Вот и сейчас, на семинаре, Кудряшов-старший воспарял, с ученым видом знатока касаясь до всего слегка [17]:
– Второй закон термодинамики, основополагающий постулат физики, гласит, что с течением времени энтропия, или беспорядок, только нарастает. Бытовые примеры второго начала – далеко ходить не надо, только оглянись. Чайник никогда сам по себе не вскипит – надо его ставить на огонь. Для того чтобы склеить чашку, требуется приложить гораздо больше усилий, нежели чтобы разбить ее. Аналогичным образом в нашей, российской истории. Хаос только нарастает. Рассмотрим для примера, как на протяжении последних ста лет происходит престолонаследование – если брать этот термин в самом широком смысле. Во времена, когда мы отмечаем сто первую годовщину великой русской революции (или, если угодно, Октябрьского переворота), самое время вспомнить. Вот скажите, кто бы, к примеру, еще в тысяча девятьсот шестнадцатом году мог предположить, что через пару лет вся полнота власти в России перейдет к никому не известному юристу-эмигранту Ульянову, у которого не было решительно никакого опыта управления кем бы то ни было, за исключением своей глубоко маргинальной фракцией так называемых «большевиков»? А вот поди ж ты. Продвинемся дальше, в год тысяча девятьсот двадцать второй. При том, что в ВКП(б) имелись действительно блестящие лидеры: Троцкий, Бухарин, Каменев, Луначарский и так далее, – кто бы поставил на то, что спустя пять-семь лет безраздельно править Россией начнет серый, далеко не блестящий и косноязычный человечек, и это владычество, от которого страна до сих пор не может оправиться, продлится три десятилетия? А если мы обратимся ко времени, когда его царствование подходило к концу – в год тысяча девятьсот пятьдесят, скажем, второй? Кто бы мог подумать тогда, что еще через несколько лет единоличным и признанным лидером СССР станет Никита, ничем не замечательный, толстый, юмористический, ничем особенным не проявивший себя ни в тридцатые, ни в войну?.. А еще через десятилетие? Кто бы поставил еще в шестьдесят третьем на Леонида Ильича – ведь заговорщики тогда, планируя свергнуть «дорогого Никиту Сергеича», согласились на его кандидатуру только как на компромиссную, временную. А он взял и всех обыграл – и Шелепина с Семичастным, и Суслова, и Косыгина, и благополучно царствовал целых восемнадцать лет… И смотрите, каждый последующий (если говорить не о знаке, а только о масштабе личности) становился только мельче, чем предыдущий…

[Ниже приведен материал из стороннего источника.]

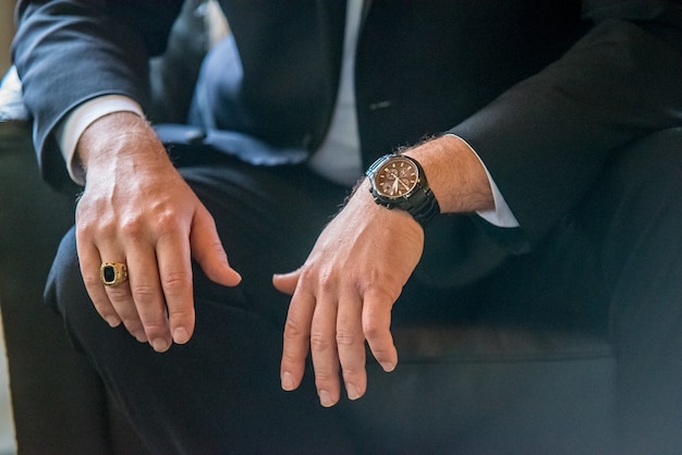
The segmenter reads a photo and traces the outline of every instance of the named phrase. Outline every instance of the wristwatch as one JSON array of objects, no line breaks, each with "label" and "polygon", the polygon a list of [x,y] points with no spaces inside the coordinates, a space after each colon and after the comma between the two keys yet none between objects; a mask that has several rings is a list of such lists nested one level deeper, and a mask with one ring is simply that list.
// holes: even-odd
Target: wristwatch
[{"label": "wristwatch", "polygon": [[424,169],[414,158],[385,155],[367,169],[374,201],[388,209],[410,213],[422,226],[438,213],[440,207],[428,186]]}]

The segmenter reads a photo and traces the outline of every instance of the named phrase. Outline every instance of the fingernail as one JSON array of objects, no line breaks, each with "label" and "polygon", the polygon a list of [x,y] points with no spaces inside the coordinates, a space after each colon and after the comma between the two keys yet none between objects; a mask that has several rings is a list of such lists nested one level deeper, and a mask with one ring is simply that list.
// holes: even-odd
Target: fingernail
[{"label": "fingernail", "polygon": [[107,321],[107,323],[109,324],[109,327],[119,327],[119,324],[121,323],[121,320],[119,318],[117,318],[115,316],[109,316],[105,319]]},{"label": "fingernail", "polygon": [[178,344],[185,344],[190,341],[190,332],[184,327],[179,327],[173,331],[173,341]]},{"label": "fingernail", "polygon": [[144,330],[133,332],[133,336],[135,336],[135,340],[137,340],[139,343],[147,343],[147,335],[145,334]]},{"label": "fingernail", "polygon": [[168,346],[170,346],[170,343],[163,339],[154,339],[149,342],[149,344],[151,344],[151,347],[157,353],[165,353],[168,351]]},{"label": "fingernail", "polygon": [[383,371],[386,372],[391,372],[395,369],[395,366],[390,361],[383,361],[381,362],[381,368],[383,368]]},{"label": "fingernail", "polygon": [[319,391],[319,403],[325,407],[331,407],[334,405],[334,401],[331,399],[331,395],[326,390]]},{"label": "fingernail", "polygon": [[290,392],[296,389],[296,383],[294,382],[294,377],[291,376],[289,371],[284,371],[282,373],[282,389]]},{"label": "fingernail", "polygon": [[349,395],[350,399],[360,398],[360,392],[357,391],[355,384],[345,384],[345,393]]}]

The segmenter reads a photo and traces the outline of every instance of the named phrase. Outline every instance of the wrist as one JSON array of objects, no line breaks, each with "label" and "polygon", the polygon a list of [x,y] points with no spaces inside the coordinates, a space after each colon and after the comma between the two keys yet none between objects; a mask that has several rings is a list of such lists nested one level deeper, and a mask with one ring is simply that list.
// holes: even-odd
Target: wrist
[{"label": "wrist", "polygon": [[141,160],[170,161],[149,124],[131,112],[114,112],[93,122],[81,136],[76,157],[85,175],[123,171]]},{"label": "wrist", "polygon": [[403,152],[419,162],[442,213],[495,208],[485,168],[461,138],[441,136]]}]

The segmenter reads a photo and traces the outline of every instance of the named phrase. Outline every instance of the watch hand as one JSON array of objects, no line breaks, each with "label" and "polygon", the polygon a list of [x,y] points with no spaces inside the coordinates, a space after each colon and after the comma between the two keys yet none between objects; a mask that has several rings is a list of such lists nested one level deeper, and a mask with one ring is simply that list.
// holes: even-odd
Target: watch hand
[{"label": "watch hand", "polygon": [[393,186],[391,188],[391,190],[393,192],[393,194],[398,193],[398,183],[400,182],[400,179],[395,177],[395,180],[393,181]]},{"label": "watch hand", "polygon": [[402,179],[397,179],[397,180],[398,180],[398,182],[400,182],[405,187],[405,189],[410,190],[410,185],[407,185],[405,182],[403,182]]}]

На время занятий Кудряшов-старший телефон свой не отключал – лишь убирал звук. И на той лекции, после неизбежных вопросов и комментариев в перерыве – от тех десяти думающих процентов студиозов, – он взглянул на дисплей и нахмурился.
Происходило нечто странное: ему трижды звонили с неизвестного номера, с неизвестным префиксом. Обычно он никогда на незнакомые номера не перезванивал, но тут что-то прямо толкало его под локоть: набери! Набери!
Кудряшов-старший вышел из аудитории в коридор, шагнул к окну – началась новая пара, коридор опустел. Но не успел послать вызов, как аппарат сам зазвонил – и вызов шел с того самого номера.
Александр Николаевич нажал на «прием».